Change 827513 merged by Clément Goubert:

[operations/puppet@production] parsoid: Add parse1* servers to conftool

https://gerrit.wikimedia.org/r/827513

Mentioned in SAL (#wikimedia-operations) [2022-08-29T16:08:09Z] <claime> pooled parse1001.eqiad.wmnet (php 7.4 only) in parsoid cluster https://phabricator.wikimedia.org/T312638

Mentioned in SAL (#wikimedia-operations) [2022-08-29T16:12:49Z] <claime> depooled wtp1034.eqiad.wmnet from parsoid cluster https://phabricator.wikimedia.org/T312638

parse1001.eqiad.wmnet pooled in place of wtp1034.eqiad.wmnet
Now serving 4% of parsoid traffic from php7.4 only.

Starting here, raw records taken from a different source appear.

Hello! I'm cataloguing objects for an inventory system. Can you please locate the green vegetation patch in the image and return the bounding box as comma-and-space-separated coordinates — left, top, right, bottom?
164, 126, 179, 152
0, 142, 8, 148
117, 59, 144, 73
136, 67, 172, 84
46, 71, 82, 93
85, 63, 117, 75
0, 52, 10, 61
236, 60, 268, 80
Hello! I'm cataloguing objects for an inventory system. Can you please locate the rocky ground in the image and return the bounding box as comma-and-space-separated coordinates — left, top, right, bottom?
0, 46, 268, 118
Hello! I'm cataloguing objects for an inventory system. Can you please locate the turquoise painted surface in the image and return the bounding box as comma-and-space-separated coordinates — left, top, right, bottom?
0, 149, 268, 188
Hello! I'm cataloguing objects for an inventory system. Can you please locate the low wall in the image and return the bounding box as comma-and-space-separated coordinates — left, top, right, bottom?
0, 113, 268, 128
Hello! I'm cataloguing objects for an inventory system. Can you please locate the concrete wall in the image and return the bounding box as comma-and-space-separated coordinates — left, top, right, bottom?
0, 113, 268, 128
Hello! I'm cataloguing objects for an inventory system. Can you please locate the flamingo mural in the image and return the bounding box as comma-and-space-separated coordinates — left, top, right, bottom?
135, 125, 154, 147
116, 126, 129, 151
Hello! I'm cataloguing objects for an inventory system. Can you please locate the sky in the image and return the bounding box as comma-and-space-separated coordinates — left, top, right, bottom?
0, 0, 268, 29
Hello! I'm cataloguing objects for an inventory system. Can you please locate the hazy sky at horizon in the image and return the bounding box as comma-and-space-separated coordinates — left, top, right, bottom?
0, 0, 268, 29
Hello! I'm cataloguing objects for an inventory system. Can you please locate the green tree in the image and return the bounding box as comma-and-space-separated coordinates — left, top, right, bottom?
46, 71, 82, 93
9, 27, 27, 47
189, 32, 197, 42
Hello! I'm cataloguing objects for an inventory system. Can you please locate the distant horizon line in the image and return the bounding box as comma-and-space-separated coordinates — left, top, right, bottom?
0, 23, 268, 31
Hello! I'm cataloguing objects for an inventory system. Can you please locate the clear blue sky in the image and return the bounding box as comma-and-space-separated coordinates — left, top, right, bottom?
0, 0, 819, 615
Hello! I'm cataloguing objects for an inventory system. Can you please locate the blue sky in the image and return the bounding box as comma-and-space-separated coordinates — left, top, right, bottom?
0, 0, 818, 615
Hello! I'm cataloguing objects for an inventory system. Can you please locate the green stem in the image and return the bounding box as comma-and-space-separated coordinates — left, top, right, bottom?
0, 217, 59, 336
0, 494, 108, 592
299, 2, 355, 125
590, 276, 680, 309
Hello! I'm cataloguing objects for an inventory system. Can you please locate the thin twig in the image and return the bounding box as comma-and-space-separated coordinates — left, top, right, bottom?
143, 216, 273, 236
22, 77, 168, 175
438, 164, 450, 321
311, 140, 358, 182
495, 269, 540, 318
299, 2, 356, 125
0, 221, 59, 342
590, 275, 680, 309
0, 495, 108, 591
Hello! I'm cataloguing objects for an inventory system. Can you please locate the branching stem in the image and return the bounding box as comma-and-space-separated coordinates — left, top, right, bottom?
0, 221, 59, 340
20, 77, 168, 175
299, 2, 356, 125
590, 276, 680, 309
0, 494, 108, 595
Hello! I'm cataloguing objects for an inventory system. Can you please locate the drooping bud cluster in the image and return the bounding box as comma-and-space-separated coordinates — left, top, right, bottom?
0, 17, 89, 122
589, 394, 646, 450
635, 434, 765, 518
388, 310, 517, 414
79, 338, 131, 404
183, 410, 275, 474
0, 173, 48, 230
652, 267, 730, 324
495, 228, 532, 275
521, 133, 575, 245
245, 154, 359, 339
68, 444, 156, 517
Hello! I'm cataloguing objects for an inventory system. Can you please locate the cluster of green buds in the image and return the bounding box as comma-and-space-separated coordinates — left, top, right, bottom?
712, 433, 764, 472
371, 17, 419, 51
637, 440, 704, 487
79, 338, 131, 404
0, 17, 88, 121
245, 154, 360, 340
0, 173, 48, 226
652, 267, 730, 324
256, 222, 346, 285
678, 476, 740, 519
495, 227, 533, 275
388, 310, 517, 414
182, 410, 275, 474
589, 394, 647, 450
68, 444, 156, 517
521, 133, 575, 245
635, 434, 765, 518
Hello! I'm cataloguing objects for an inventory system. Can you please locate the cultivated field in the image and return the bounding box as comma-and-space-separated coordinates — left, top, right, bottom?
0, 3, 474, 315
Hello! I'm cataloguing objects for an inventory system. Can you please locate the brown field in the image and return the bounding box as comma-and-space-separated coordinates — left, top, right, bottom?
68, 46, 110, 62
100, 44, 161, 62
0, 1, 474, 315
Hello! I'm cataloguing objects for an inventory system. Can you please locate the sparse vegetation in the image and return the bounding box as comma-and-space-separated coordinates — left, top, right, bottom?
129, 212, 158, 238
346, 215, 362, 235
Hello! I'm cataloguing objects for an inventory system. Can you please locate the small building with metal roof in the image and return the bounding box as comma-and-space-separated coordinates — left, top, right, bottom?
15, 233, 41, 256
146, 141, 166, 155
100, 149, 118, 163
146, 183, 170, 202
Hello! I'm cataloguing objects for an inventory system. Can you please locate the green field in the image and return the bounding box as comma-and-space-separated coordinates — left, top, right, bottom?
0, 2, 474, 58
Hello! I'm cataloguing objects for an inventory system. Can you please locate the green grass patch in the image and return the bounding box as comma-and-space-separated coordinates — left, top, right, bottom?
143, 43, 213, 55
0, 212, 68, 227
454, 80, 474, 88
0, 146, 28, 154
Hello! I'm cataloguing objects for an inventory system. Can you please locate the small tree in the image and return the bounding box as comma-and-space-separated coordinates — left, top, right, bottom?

Reverted almost immediately due to https://phabricator.wikimedia.org/T316601

Icinga downtime and Alertmanager silence (ID=9b43b97d-2497-4b6c-848a-987b749a898e) set by cgoubert@cumin1001 for 7 days, 0:00:00 on 24 host(s) and their services with reason: Downtiming php7.4 parsoid servers until they are ready to pool

parse[1001-1024].eqiad.wmnet

Cookbook cookbooks.sre.hosts.reimage was started by cgoubert@cumin1001 for host parse1002.eqiad.wmnet with OS buster

• Jersione subscribed.Aug 31 2022, 9:24 AM

• Jersione claimed this task.Aug 31 2022, 9:26 AM

Ladsgroup removed • Jersione as the assignee of this task.Aug 31 2022, 9:27 AM

Clement_Goubert claimed this task.Aug 31 2022, 9:28 AM

Clement_Goubert moved this task from Incoming 🐫 to Doing 😎 on the serviceops board.Aug 31 2022, 9:37 AM

Cookbook cookbooks.sre.hosts.reimage started by cgoubert@cumin1001 for host parse1002.eqiad.wmnet with OS buster completed:

parse1002 (WARN)
- Disabled Puppet
- Removed from Puppet and PuppetDB if present
- Deleted any existing Puppet certificate
- Removed from Debmonitor if present
- Forced PXE for next reboot
- Host rebooted via IPMI
- Host up (Debian installer)
- Host up (new fresh buster OS)
- Generated Puppet certificate
- Signed new Puppet certificate
- Run Puppet in NOOP mode to populate exported resources in PuppetDB
- Found Nagios_host resource for this host in PuppetDB
- Downtimed the new host on Icinga/Alertmanager
- First Puppet run completed and logged in /var/log/spicerack/sre/hosts/reimage/202208310917_cgoubert_297807_parse1002.out
- Checked BIOS boot parameters are back to normal
- configmaster.wikimedia.org updated with the host new SSH public key for wmf-update-known-hosts-production
- Rebooted
- Automatic Puppet run was successful
- Failed to run httpbb tests
- Forced a re-check of all Icinga services for the host
- Icinga status is not optimal, downtime not removed
- Updated Netbox data from PuppetDB

@Clement_Goubert Just wanted to share something, it's not a problem at all but Icinga monitoring does alert on hosts "not being in dsh groups". This may sound strange at first without context. Example link that currently alerts for parse1002 is:

https://icinga.wikimedia.org/cgi-bin/icinga/extinfo.cgi?type=2&host=parse1002&service=mediawiki-installation+DSH+group

It's called that because back in the days we used https://wikitech.wikimedia.org/wiki/Dsh for scap deployments. Then the static files with lists of servers were replaced with https://wikitech.wikimedia.org/wiki/Conftool.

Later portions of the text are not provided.